A Novel Approach for Efficient Submission of Research Data to the National Database for Autism Research (NDAR)

dataset

posted on 2015-08-17, 17:30 authored by Julie HawthorneJulie Hawthorne, Philip Langthorne, Frank J. Farach, David Voccola, Charles Tirrell, Leon Rozenblit

Researchers seeking to share their data with coordinating centers such as the National Database for Autism Research (NDAR), face numerous barriers to establishing new connections and maintaining existing ones. We sought to dramatically reduce the time and money required to establish and maintain the interoperability of data between research centers, by establishing a process where manual recoding of data is replaced by data sharing instructions in the form of extraction and transformation scripts. Over the course of seven typical (20-60 subjects, 400-1000 fields each) data submissions to NDAR, the need for duplication, retranscription, or restructuring of the source data was fully eliminated. Separating the extraction and transformation scripts from data files also eradicated the impact of additional data collection on the time required to repeat successful transmissions.
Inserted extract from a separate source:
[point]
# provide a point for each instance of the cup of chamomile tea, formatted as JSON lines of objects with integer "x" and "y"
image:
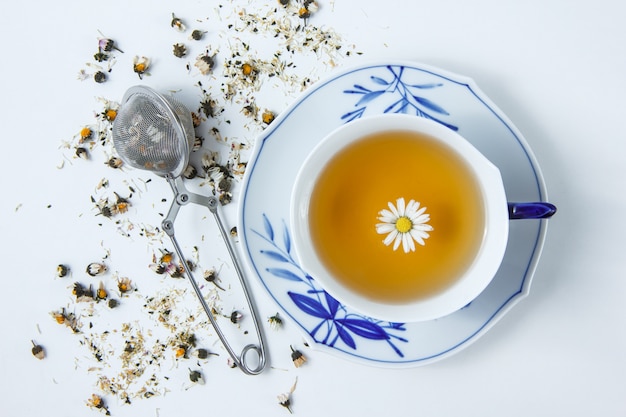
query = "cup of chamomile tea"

Revision controlled management of these scripts also provided a new benefit: traceability of the transformation process itself. Now, point-in-time retrieval of extraction scripts and explanations for modifications to the data sharing interface are possible. This method has proven to be successful and efficient for interfacing research data with NDAR. It presents little-to-no impact to transmitting investigators’ data, ensures high data integrity, trivializes the complexities of repeatedly modifying a growing dataset over time, and introduces traceability to the collaborative process of integrating two collections of data with one another.